Semangat tersebut disampaikan Tim Penyuluh Karhutla dari Mabes TNI Kapten Inf Anjar Yuniarto saat melaksanakan Komunikasi Sosial (Komsos) sekaligus sosialisasi pencegahan Karhutla di Kantor Desa Bukit Penai, Kecamatan Silat Hilir, Kabupaten Kapuas Hulu.
Dalam kegiatan tersebut, Kapten Inf Anjar Yuniarto didampingi Babinsa Silat Hilir Sertu Budiyono. Keduanya berinteraksi langsung dengan masyarakat sekaligus menyampaikan pentingnya meningkatkan kewaspadaan terhadap potensi kebakaran, khususnya pada kondisi cuaca yang kering.
Kapten Inf Anjar Yuniarto mengajak masyarakat untuk tidak memandang pencegahan Karhutla sebagai tanggung jawab aparat semata. Menurutnya, masyarakat merupakan garda terdepan karena berada paling dekat dengan lingkungan dan dapat melakukan pencegahan sejak munculnya potensi kebakaran.
“Jangan tunggu api membesar baru kita bergerak. Pencegahan harus dimulai dari diri sendiri. Hindari membuka atau membersihkan lahan dengan cara membakar dan segera laporkan apabila menemukan titik api,” tegasnya.
Ia menjelaskan, satu sumber api yang tidak segera ditangani dapat berkembang menjadi kebakaran yang lebih luas. Dampaknya bukan hanya terhadap hutan dan lahan, tetapi juga dapat mengganggu aktivitas masyarakat serta menimbulkan asap yang berpengaruh terhadap kesehatan.
Sementara itu, Sertu Budiyono terus mengingatkan masyarakat Desa Bukit Penai agar meningkatkan kepedulian terhadap lingkungan.
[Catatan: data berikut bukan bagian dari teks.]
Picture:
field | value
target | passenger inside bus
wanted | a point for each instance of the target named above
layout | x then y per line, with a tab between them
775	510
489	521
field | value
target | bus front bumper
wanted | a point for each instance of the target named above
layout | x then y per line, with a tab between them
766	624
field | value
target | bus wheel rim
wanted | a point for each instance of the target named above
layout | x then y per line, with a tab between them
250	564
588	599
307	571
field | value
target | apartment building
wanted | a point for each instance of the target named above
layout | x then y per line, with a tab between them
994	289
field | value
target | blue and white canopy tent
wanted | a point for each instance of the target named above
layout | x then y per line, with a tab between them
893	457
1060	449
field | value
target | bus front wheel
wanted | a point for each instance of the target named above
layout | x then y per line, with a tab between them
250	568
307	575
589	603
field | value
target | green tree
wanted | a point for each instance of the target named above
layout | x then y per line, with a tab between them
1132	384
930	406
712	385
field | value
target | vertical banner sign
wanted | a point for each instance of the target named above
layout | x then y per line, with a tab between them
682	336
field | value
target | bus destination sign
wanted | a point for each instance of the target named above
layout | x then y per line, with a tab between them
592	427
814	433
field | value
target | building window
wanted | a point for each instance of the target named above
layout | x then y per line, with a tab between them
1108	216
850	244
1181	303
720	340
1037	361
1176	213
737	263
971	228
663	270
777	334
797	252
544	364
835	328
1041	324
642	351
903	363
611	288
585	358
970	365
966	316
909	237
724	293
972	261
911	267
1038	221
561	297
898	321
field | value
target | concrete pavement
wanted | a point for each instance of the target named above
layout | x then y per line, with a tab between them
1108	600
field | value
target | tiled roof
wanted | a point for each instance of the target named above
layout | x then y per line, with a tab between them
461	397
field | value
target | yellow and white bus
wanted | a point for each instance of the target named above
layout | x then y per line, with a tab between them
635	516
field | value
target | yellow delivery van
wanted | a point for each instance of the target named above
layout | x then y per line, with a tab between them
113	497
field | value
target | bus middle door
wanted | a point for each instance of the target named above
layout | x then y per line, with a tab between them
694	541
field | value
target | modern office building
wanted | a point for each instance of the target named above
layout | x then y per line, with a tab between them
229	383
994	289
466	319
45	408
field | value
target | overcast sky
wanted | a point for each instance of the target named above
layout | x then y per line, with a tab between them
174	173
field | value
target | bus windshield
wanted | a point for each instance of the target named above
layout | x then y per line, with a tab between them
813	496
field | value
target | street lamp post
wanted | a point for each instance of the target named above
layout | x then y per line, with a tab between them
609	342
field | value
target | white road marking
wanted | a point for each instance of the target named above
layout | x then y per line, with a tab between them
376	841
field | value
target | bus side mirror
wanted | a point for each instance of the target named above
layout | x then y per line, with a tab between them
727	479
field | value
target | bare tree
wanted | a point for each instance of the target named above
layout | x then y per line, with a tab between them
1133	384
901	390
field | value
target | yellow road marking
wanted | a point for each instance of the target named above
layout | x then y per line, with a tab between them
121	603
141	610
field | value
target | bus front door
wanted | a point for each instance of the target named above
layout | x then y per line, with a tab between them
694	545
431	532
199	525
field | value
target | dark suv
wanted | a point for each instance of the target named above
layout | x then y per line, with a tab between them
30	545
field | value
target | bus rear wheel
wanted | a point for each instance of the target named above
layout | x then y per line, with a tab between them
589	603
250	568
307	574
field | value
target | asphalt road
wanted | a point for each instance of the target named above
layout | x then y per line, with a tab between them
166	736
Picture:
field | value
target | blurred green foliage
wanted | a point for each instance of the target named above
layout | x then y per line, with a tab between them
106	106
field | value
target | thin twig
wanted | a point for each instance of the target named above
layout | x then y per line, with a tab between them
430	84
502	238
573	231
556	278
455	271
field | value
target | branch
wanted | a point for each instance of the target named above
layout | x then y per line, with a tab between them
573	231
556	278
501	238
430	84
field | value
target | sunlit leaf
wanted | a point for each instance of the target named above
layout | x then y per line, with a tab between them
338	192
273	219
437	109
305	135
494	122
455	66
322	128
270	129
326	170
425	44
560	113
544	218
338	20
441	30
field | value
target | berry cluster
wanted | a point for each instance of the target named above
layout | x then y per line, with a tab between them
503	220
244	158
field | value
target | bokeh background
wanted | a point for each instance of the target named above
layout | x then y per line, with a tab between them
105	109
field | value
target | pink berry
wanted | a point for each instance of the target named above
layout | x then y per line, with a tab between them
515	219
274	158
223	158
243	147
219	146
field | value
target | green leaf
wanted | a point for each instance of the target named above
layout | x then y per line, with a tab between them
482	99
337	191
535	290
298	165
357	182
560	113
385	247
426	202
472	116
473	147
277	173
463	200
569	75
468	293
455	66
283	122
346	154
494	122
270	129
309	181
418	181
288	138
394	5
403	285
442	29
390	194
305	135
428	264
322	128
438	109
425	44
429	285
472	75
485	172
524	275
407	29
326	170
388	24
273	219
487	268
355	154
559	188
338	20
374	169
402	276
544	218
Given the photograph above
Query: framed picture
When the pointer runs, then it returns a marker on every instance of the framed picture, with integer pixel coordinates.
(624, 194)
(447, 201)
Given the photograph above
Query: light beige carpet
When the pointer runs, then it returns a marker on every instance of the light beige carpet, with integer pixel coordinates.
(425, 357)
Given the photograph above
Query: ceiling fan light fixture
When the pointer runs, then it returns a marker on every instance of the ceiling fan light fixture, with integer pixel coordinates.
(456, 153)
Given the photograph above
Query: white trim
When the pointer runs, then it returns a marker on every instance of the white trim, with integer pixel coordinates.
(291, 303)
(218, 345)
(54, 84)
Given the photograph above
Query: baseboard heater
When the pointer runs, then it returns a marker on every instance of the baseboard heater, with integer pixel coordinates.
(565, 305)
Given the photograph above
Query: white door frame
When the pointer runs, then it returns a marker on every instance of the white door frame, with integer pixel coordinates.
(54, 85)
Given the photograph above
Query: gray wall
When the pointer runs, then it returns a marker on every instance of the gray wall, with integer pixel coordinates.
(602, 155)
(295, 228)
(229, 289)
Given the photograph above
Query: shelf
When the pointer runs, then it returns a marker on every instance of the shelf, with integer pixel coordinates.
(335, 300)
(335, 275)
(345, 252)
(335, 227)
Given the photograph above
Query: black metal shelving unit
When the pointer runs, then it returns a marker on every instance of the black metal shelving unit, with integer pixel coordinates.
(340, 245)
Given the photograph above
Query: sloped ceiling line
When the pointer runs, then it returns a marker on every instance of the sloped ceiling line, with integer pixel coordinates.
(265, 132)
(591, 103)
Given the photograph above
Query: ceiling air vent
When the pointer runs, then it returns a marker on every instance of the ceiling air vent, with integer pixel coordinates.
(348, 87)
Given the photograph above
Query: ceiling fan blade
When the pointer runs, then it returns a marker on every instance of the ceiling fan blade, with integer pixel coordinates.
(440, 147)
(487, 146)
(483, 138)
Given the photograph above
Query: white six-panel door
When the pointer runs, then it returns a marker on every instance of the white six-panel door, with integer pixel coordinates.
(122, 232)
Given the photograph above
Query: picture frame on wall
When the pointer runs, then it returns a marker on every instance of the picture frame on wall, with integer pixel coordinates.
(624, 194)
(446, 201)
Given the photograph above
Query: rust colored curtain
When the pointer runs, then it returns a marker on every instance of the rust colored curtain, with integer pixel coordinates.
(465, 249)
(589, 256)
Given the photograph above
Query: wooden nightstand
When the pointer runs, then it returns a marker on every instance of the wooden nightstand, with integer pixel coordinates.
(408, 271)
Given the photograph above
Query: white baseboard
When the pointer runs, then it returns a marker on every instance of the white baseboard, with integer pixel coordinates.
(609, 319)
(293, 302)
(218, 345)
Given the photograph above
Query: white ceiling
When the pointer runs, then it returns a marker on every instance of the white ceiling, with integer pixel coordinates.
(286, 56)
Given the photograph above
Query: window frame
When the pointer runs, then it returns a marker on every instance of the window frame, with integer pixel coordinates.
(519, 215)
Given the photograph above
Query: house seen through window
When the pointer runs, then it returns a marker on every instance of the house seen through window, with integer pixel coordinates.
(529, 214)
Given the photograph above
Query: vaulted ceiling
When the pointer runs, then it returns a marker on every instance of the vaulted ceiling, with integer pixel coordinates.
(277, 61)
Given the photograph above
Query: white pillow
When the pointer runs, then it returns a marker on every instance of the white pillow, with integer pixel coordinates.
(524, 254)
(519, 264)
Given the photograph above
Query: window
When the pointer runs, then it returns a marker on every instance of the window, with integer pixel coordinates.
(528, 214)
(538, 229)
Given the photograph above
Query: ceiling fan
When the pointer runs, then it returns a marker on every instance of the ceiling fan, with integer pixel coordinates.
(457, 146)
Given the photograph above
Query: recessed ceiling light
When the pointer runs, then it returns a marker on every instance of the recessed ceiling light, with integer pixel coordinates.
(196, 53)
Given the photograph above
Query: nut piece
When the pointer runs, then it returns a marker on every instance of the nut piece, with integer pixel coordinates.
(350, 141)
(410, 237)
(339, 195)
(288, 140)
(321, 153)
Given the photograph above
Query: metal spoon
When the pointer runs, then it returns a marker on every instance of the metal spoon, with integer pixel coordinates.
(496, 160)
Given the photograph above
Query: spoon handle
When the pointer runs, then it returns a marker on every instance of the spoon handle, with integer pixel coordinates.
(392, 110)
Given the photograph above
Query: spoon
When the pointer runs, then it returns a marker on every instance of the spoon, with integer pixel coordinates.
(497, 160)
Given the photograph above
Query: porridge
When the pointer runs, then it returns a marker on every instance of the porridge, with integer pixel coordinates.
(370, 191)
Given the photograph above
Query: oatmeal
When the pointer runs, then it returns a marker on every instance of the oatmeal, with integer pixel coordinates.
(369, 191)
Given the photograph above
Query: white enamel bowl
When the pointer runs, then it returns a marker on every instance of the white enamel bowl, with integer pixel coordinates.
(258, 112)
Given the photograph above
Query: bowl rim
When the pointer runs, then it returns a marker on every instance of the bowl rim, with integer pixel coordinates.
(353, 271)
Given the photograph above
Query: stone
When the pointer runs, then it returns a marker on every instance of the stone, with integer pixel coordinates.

Babinsa juga mendorong warga untuk tidak ragu berkoordinasi dengan aparat apabila menemukan adanya potensi Karhutla.
Sebab, mencegah Karhutla bukan hanya tentang memadamkan api. Mencegah Karhutla berarti menjaga udara tetap bersih, melindungi kesehatan, mempertahankan kelestarian alam, serta memastikan kehidupan generasi mendatang tetap aman.